The higher bandwidth and faster data rate limit the physical reach signals can travel reliably, reducing the distance connections can span. Marvell’s Alaska P retimers look to address this by compensating for the signal degradations and regenerating the signal to deliver reliable communication over the physical distances required for connections between GPUs and CPUs within an AI server, between GPUs on different boards, or between CPUs and a pool of shared memory enabled by CXL, among other use cases.

The retimers can be used on AI accelerator baseboards, server motherboards, riser cards, or integrated into active electrical cables (PCIe AEC) and active optical cables (PCIe AOC) for emerging multi-rack server system architectures.

“Signal distance is a real dilemma for service providers.

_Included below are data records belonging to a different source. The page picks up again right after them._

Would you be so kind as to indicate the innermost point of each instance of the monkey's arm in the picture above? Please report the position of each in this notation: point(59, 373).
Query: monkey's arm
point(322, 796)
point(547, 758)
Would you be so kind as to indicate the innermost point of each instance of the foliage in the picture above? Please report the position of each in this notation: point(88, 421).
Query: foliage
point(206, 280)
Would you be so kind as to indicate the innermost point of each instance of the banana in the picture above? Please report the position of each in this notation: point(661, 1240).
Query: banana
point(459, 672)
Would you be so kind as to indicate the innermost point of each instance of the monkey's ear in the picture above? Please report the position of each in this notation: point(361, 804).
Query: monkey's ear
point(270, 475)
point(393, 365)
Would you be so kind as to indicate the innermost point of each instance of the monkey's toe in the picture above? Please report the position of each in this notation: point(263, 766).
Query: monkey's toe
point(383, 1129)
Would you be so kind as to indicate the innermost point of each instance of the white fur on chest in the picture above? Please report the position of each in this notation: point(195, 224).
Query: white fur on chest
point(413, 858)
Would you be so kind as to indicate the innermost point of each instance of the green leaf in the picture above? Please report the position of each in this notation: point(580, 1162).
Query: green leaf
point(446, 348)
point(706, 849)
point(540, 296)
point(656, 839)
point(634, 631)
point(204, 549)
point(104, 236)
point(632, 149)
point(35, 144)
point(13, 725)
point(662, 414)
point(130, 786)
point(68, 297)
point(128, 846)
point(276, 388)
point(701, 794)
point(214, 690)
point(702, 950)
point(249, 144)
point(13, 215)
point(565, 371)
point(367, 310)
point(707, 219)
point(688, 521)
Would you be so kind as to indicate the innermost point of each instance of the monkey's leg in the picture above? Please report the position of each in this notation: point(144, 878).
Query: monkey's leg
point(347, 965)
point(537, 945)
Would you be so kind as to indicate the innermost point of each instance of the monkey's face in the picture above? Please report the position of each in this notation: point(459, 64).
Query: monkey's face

We estimate over 75% of cloud and AI servers shipping two years from now will rely on retimers and these servers will contain multiple retimers. An eight GPU server might contain 16 or more of these devices. Retimers will even percolate into enterprise servers,” said Alan Weckel, co-founder of 650 Group. “Marvell’s extensive experience in PAM4 technology positions the company well to drive the evolution of this emerging market.”

The new Alaska P PCIe retimer product line extends Marvell’s PAM4 connectivity portfolio beyond Ethernet and InfiniBand interconnects into copper and optical PCIe, CXL and proprietary compute fabric links. The product line addresses connections inside AI and general-purpose server systems, expanding the addressable market for Marvell.

With typical power consumption of 10 watts, the 5nm 16-lane PCIe 6 retimer operates at what is said to be the lowest power in the industry today. Available in 8- and 16-lane configurations, the Alaska P PCIe devices can compensate for 40dB of channel loss compared to the spec of 32dB at PCIe 6.

The retimers can be used for on-board or cable copper connections or combined with electrical-to-optical components to produce optical PCIe modules, addressing different cloud customer data center architectures. Marvell is working with cable and optical module partners to integrate the products into cloud-optimized interconnect solutions for different data center customer applications.

Key features include:

  • Compatible with PCI Express Gen 6/5/4/3/2/1 and Compute Express Link 3/2/1.1
  • Industry-leading PAM4 SerDes performance
  • Low-latency mode for cache-coherent links
  • Industry’s lowest power consumption (10W PCIe 6 x16)
  • Industry-standard x16 and x8 footprints
  • Advanced telemetry and diagnostics: in-band FEC monitoring, out-of-band SerDes eye monitoring, embedded logic analyser and software suite for fleet management in large-scale deployments

“We are now entering the market for compute fabrics as PCIe and CXL go through an inflection point, migrating from NRZ to PAM4 technology,” said Venu Balasubramonian, vice president of product marketing, Connectivity Business Unit at Marvell. “Marvell is building on more than 10 years of in-house expertise in PAM4 technology and our industry-leading 5nm PAM4 IP portfolio to enable this transition. Our Alaska P PCIe retimer family is an important addition to the comprehensive Marvell accelerated infrastructure portfolio.”